Sounds like it went well .. do you like the guy?

Flip a brat? A Sunfire dog being a spit fire? ... grins ... he should meet the whole darned family LMAO


----------



## Loisiana (Jul 29, 2009)

Sunrise said:


> Sounds like it went well .. do you like the guy?
> 
> Flip a brat? A Sunfire dog being a spit fire? ... grins ... he should meet the whole darned family LMAO


hee hee....I remember when Susan Pilkerton started Freebie (a chickie littermate) in field work when she retired her from obedience. She said Freebie loved it and was really good at it, but she didn't see how she was ever going to be able to steady her for senior because she was so excited out in the field. It seemed funny because at the time she was ranked somewhere within the top 10 obedience goldens, but couldn't hold steady in the field for anything! 

The guy seems very nice, wants me to come eat dinner at his house and meet his family. He really wants to impart all of his knowledge to me. He even talked about buying a pup for me to train through all the stages and then selling it.


----------



## Loisiana (Jul 29, 2009)

Oh and one thing I learned....Flip will be trained on a prong collar at all times until he is steady. I had a tab hooked to a buckle collar, and I got pulled to the ground when he went for the dokken. If we had been standing a foot closer, I would have been face first in the pond!


----------



## AmberSunrise (Apr 1, 2009)

Loisiana said:


> Oh and one thing I learned....Flip will be trained on a prong collar at all times until he is steady. I had a tab hooked to a buckle collar, and I got pulled to the ground when he went for the dokken.

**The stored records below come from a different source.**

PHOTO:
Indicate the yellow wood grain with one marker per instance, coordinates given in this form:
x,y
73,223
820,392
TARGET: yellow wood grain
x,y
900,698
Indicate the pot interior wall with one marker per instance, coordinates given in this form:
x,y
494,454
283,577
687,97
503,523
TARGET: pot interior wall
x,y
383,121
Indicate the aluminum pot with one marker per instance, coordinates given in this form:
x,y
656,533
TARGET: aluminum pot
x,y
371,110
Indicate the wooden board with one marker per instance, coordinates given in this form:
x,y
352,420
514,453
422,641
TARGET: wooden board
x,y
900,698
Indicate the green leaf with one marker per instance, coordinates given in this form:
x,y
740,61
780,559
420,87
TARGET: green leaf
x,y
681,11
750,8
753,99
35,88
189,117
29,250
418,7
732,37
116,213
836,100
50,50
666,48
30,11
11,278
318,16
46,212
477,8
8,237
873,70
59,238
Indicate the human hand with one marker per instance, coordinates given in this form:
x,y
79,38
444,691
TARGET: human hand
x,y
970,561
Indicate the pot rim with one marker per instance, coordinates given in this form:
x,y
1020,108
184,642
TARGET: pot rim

If we had been standing a foot closer, I would have been face first in the pond!


OK, had to laugh once I read you didn't land in the pond! I can so see Towhee doing that - all 54 pounds of her but she's like a freight train when she wants some thing  She is still learning fetch though so no birds for her yet. And you know, I don't know if its because she is a rehome, but she honestly wants to please so perhaps that will temper some of that strong mindedness.


----------



## Loisiana (Jul 29, 2009)

wow, I wish I could have someone come pick Flip up while I'm at work every day and work him for a couple of hours. You know the saying "A tired dog is a good dog..."

Between dock diving yesterday and field work today, tonight he has been a very, very good dog


----------



## DNL2448 (Feb 13, 2009)

Found it!

Sounds like the guy will be great as long as you think he is cool. Is he retired, it sounds like he might be bored and wants to take you under his wing. I would have loved to see some video. So how often are you going to get together?

I'm thinking of taking one of Trip's sisters as a train and sell, just for fun, I don't expect to make any money, but David said I can't "have" any more dogs, but one that is in for "training" is okay.


----------